Toute cette première assise ne devait pas être faite de troncs juxtaposés. Un petit intervalle avait été laissé entre eux, et ils furent reliés par des poutrelles traversières qui assuraient la solidité de l'ensemble. Des câbles de «piaçaba» les rattachaient l'un à l'autre, et avec autant de solidité qu'un câble de chanvre. Cette matière, qui est faite des ramicules d'un certain palmier, très abondant sur les rives du fleuve, est universellement employée dans le pays. Le piaçaba flotte, résiste à l'immersion, se fabrique à bon marché, toutes raisons qui en ont fait un article précieux, entré déjà dans le commerce du vieux monde.

Sur ce double rang de troncs et de poutrelles vinrent se placer les madriers et les planches qui devaient former le parquet de la jangada, surélevé de trente pouces au-dessus de la flottaison.
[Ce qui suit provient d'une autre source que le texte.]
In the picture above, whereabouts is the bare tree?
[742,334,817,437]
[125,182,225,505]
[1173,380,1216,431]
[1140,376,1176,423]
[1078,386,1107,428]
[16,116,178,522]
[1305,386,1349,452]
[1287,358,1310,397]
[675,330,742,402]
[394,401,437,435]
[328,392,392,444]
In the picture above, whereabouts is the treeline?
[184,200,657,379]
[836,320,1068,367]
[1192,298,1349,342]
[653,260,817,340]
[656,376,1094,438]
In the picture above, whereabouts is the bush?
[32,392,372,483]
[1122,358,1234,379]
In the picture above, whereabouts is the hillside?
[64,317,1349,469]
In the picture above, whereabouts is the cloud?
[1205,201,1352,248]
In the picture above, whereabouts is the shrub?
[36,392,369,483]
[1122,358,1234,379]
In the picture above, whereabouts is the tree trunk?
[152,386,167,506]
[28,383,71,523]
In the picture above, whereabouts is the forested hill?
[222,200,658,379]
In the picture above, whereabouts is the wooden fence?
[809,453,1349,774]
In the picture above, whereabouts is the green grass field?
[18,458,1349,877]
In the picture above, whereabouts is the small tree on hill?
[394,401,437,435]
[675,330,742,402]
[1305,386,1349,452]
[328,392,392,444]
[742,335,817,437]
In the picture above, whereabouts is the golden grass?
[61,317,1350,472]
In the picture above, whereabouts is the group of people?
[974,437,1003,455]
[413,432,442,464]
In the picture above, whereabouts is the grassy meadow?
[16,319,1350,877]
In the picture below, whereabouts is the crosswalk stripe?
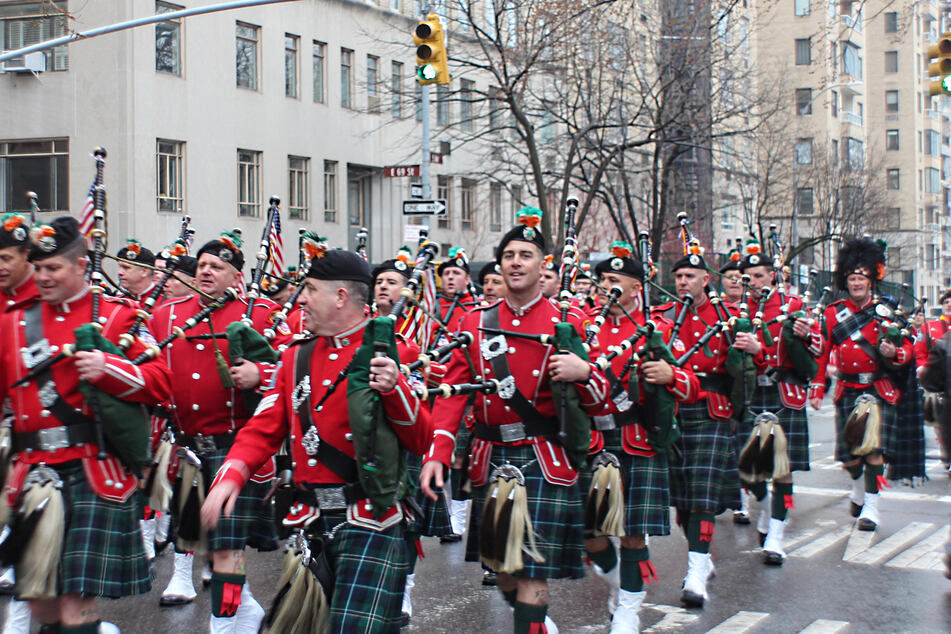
[843,522,934,564]
[707,610,769,634]
[885,528,947,568]
[789,526,852,557]
[799,619,849,634]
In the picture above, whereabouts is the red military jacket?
[219,321,433,496]
[809,298,914,405]
[150,295,293,436]
[0,273,40,313]
[0,291,171,464]
[425,291,608,478]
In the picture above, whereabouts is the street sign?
[403,200,446,216]
[383,165,419,178]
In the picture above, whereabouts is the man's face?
[442,266,469,295]
[0,247,33,291]
[482,273,508,302]
[539,269,561,299]
[195,253,238,297]
[373,271,406,315]
[674,268,710,302]
[598,272,644,315]
[34,255,87,304]
[845,273,872,303]
[119,262,152,295]
[499,240,545,295]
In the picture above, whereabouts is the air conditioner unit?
[3,51,46,75]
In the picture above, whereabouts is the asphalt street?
[3,404,951,634]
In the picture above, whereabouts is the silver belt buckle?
[499,423,525,442]
[36,426,69,451]
[594,414,617,431]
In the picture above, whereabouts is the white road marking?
[707,610,769,634]
[843,522,934,565]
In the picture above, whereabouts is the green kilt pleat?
[835,385,898,462]
[199,449,277,552]
[330,523,409,633]
[752,385,809,471]
[406,453,452,537]
[668,401,740,514]
[578,429,670,535]
[52,461,152,599]
[466,445,584,579]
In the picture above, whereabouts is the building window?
[0,139,69,213]
[885,51,898,73]
[796,187,815,216]
[885,11,898,33]
[885,90,898,112]
[312,40,327,103]
[459,178,475,230]
[324,161,337,222]
[796,88,812,114]
[436,176,452,229]
[367,55,380,112]
[459,79,475,132]
[0,0,69,70]
[796,137,812,165]
[390,62,403,119]
[238,150,261,218]
[235,22,261,90]
[796,37,812,66]
[885,130,900,151]
[155,2,184,75]
[287,156,310,220]
[885,168,901,190]
[155,139,185,214]
[340,48,353,108]
[284,33,300,99]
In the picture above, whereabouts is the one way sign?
[403,200,446,216]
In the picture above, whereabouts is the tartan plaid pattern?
[406,454,452,537]
[466,445,584,579]
[752,385,809,471]
[835,385,898,462]
[330,523,409,632]
[51,461,152,599]
[199,449,276,552]
[668,401,740,514]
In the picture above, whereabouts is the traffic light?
[927,33,951,97]
[413,13,449,86]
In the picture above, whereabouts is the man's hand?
[201,479,241,530]
[548,352,591,383]
[641,360,674,385]
[419,460,446,500]
[73,350,106,383]
[370,357,400,392]
[230,359,261,390]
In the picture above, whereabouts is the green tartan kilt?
[668,400,740,514]
[752,385,809,471]
[44,461,152,599]
[406,453,452,537]
[578,429,670,535]
[466,445,584,579]
[199,448,277,552]
[330,523,409,632]
[835,385,898,462]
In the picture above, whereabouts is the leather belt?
[14,423,96,452]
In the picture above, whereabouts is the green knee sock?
[588,543,617,572]
[621,546,657,592]
[770,482,792,521]
[515,601,548,634]
[865,464,885,493]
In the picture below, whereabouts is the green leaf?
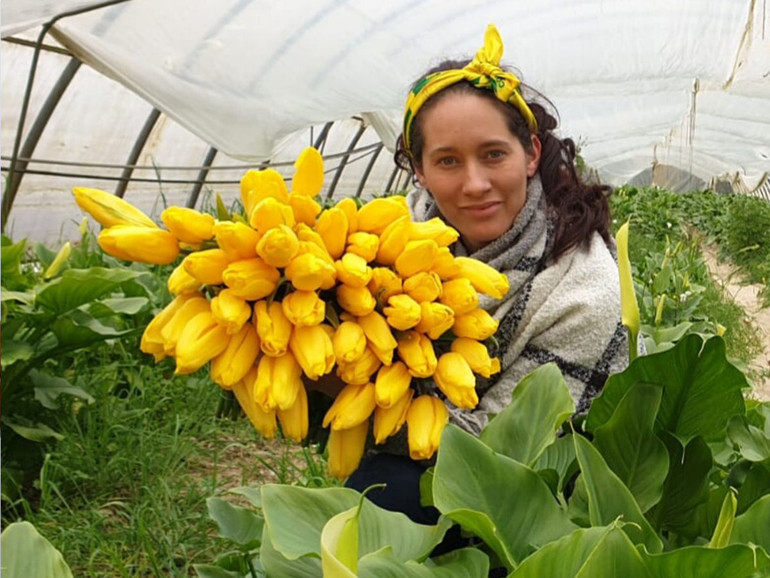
[433,424,576,569]
[29,369,94,409]
[586,334,748,445]
[206,497,263,547]
[36,267,145,315]
[481,363,575,466]
[593,383,668,512]
[0,522,72,578]
[572,435,663,552]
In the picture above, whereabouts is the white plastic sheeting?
[2,0,770,243]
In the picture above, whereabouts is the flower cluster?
[74,148,508,478]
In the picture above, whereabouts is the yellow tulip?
[439,277,479,315]
[211,289,251,335]
[346,231,380,263]
[321,383,374,430]
[222,257,281,301]
[97,225,179,265]
[382,295,422,331]
[404,271,443,303]
[406,395,449,460]
[452,309,499,341]
[450,337,500,377]
[284,252,337,291]
[397,331,438,377]
[72,187,158,229]
[289,193,322,227]
[328,421,369,480]
[337,285,377,317]
[374,361,412,409]
[182,249,230,285]
[254,300,292,357]
[257,225,299,267]
[358,195,409,235]
[166,263,201,295]
[448,257,510,299]
[214,221,259,261]
[211,323,259,387]
[315,207,348,259]
[160,207,214,245]
[289,323,335,379]
[291,147,324,197]
[281,291,326,327]
[277,386,310,443]
[377,215,412,265]
[433,351,479,409]
[174,311,229,375]
[249,197,295,234]
[372,389,414,444]
[395,239,438,278]
[332,321,366,363]
[337,346,382,385]
[233,366,278,439]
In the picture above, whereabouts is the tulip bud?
[439,277,479,315]
[450,337,500,377]
[182,249,230,285]
[433,351,479,409]
[222,257,281,301]
[328,421,369,480]
[372,389,414,444]
[382,295,422,331]
[337,285,377,317]
[358,195,409,235]
[254,300,292,357]
[321,383,374,430]
[257,225,299,267]
[291,147,324,197]
[174,311,229,375]
[406,395,449,460]
[395,239,438,278]
[214,221,259,261]
[404,271,443,303]
[289,324,335,379]
[374,361,412,408]
[281,291,326,327]
[452,308,499,341]
[332,321,366,363]
[398,331,438,377]
[315,207,348,259]
[160,207,214,245]
[448,257,509,299]
[415,301,455,339]
[211,289,251,335]
[97,225,179,265]
[211,323,259,388]
[72,187,158,229]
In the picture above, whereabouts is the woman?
[348,25,627,521]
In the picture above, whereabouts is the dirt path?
[703,247,770,400]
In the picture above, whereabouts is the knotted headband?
[404,24,537,155]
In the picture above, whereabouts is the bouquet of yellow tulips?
[74,148,508,478]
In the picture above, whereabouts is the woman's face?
[415,92,540,251]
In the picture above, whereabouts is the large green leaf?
[593,383,668,512]
[481,363,575,466]
[0,522,72,578]
[433,425,576,569]
[573,435,663,552]
[36,267,144,315]
[586,334,748,444]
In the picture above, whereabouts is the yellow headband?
[404,24,537,155]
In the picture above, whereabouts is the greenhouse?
[0,0,770,578]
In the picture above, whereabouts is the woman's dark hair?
[394,60,612,260]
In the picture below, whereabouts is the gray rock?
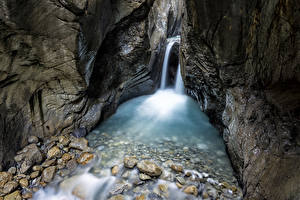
[139,173,151,181]
[2,181,19,194]
[124,156,138,169]
[42,166,56,183]
[69,138,88,151]
[137,160,162,176]
[28,136,39,144]
[8,167,17,175]
[72,127,87,138]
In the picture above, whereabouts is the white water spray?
[175,64,184,94]
[160,36,180,89]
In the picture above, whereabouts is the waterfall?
[160,36,180,89]
[175,63,184,94]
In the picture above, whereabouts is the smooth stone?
[202,191,209,199]
[30,171,40,179]
[139,173,151,181]
[137,160,162,176]
[108,194,125,200]
[32,165,43,171]
[71,127,87,138]
[111,165,119,176]
[42,166,56,183]
[135,194,146,200]
[69,138,88,151]
[27,135,39,144]
[171,164,183,173]
[0,172,12,188]
[22,191,32,199]
[72,185,88,200]
[110,183,128,195]
[183,185,198,196]
[176,177,186,185]
[77,152,94,165]
[124,156,138,169]
[15,144,43,173]
[47,146,61,159]
[61,153,72,162]
[66,159,78,171]
[158,184,168,193]
[58,135,71,146]
[175,182,183,189]
[41,159,56,168]
[2,181,19,194]
[19,178,28,188]
[4,190,22,200]
[8,167,17,174]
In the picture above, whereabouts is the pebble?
[69,138,88,151]
[171,164,183,173]
[139,173,151,181]
[176,177,186,185]
[47,146,61,159]
[158,184,168,193]
[28,135,39,144]
[4,190,22,200]
[66,159,78,171]
[111,165,119,176]
[183,185,198,196]
[8,167,17,175]
[42,159,56,168]
[42,166,56,183]
[32,165,43,171]
[2,181,19,194]
[108,194,125,200]
[61,153,72,162]
[124,156,138,169]
[135,194,146,200]
[0,172,12,188]
[58,135,71,146]
[19,178,28,188]
[77,152,94,165]
[175,182,183,189]
[137,160,162,176]
[30,171,40,179]
[22,192,32,199]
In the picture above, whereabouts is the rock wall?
[0,0,182,171]
[181,0,300,200]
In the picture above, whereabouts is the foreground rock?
[137,160,162,176]
[181,0,300,200]
[124,156,138,169]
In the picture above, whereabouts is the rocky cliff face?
[181,0,300,200]
[0,0,179,168]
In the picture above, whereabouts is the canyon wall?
[181,0,300,200]
[0,0,179,168]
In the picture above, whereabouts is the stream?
[34,37,242,200]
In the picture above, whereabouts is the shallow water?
[35,89,237,200]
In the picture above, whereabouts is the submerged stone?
[137,160,162,176]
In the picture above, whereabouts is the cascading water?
[34,37,242,200]
[160,36,180,89]
[175,64,184,94]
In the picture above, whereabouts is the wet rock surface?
[0,135,95,200]
[181,0,300,200]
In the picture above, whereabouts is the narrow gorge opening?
[35,36,242,200]
[0,0,300,200]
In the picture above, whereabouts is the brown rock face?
[0,0,166,168]
[181,0,300,200]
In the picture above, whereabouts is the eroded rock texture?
[0,0,180,168]
[181,0,300,200]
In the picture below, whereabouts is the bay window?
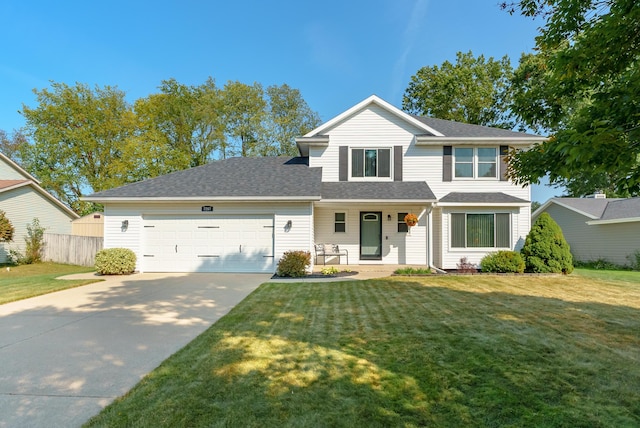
[451,213,511,248]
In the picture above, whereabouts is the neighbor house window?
[351,149,391,178]
[454,147,498,178]
[333,213,347,233]
[398,213,409,232]
[451,213,511,248]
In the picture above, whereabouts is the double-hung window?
[351,149,391,178]
[454,147,498,178]
[451,213,511,248]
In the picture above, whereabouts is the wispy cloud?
[305,22,355,74]
[390,0,429,103]
[0,64,49,89]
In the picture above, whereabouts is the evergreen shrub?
[520,213,573,274]
[278,251,311,278]
[96,248,136,275]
Il y en avait là pour une somme considérable, et on l'admettra sans peine, si l'on tient compte de ce que ce train de bois mesurait mille pieds de long sur soixante de large, soit une superficie de soixante mille pieds carrés. En réalité, c'était une forêt tout entière qui allait se livrer au courant de l'Amazone.

Ces travaux de construction s'étaient plus spécialement accomplis sous la direction de Joam Garral. Mais, lorsqu'ils furent terminés, la question de l'aménagement, mise à l'ordre du jour, fut soumise à la discussion de tous, à laquelle on convia même ce brave Fragoso.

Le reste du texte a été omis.